The Supreme Court decision in King v. Burwell, the case challenging the Obama administration’s decision to award tax credits for health insurance sold through federally established exchanges, could turn on the question of whether a ruling that ends the tax credits on federal exchanges might cause something known as a “death spiral” in health insurance markets.
The good news is the answer is probably no, but the bad news is that’s only because the death spiral has probably already started.
A death spiral generally occurs when insurers are forced to raise premiums sharply to pay promised benefits. Higher premiums cause many of the healthiest policyholders, who already pay far more in premiums than they receive in benefits, to drop coverage.

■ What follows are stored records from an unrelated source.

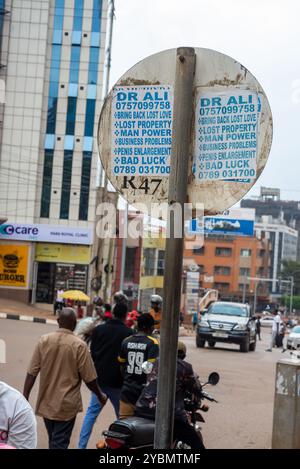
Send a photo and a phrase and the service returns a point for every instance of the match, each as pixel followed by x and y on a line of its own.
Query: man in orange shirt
pixel 156 310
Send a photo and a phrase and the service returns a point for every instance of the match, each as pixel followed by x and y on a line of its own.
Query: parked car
pixel 293 341
pixel 227 322
pixel 266 321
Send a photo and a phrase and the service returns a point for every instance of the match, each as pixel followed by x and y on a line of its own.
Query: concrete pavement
pixel 241 419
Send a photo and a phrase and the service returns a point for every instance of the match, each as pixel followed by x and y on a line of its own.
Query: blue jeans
pixel 94 410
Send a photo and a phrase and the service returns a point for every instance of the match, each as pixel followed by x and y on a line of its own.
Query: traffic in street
pixel 242 418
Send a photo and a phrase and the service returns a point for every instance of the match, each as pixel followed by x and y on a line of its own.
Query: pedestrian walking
pixel 105 348
pixel 195 321
pixel 275 330
pixel 136 350
pixel 17 420
pixel 63 361
pixel 258 327
pixel 59 301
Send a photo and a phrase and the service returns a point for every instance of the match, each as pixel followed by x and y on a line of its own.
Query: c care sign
pixel 142 130
pixel 231 132
pixel 226 135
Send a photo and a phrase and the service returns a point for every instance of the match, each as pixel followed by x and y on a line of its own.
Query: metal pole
pixel 124 244
pixel 183 109
pixel 292 293
pixel 255 298
pixel 110 27
pixel 244 289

When healthy policyholders drop coverage, it leaves the insurer with little choice but to raise premiums again because they now have a risk pool that is less healthy than before. But another premium increase means many of the healthy people who remained now drop their policies, too, and this continues until the only people willing to pay the now-very-high premiums are those with serious medical conditions.
The death spiral isn’t just a theory. Eight states learned this the hard way in the 1990s when they enacted two policies known as “community rating” and “guaranteed issue,” requiring health insurers to sell coverage to anyone who wanted it at the same price.
This quickly set off a death spiral because people knew they could wait until they were sick or injured to buy insurance, and premiums rose sky-high as healthy people exited the individual insurance market while the sick remained.
New Jersey enacted both community rating and guaranteed issue in 1992. By 2003, the lowest monthly premium for a family policy in the state was $3,810 and nearly 40 percent of the people in the individual market had dropped their coverage.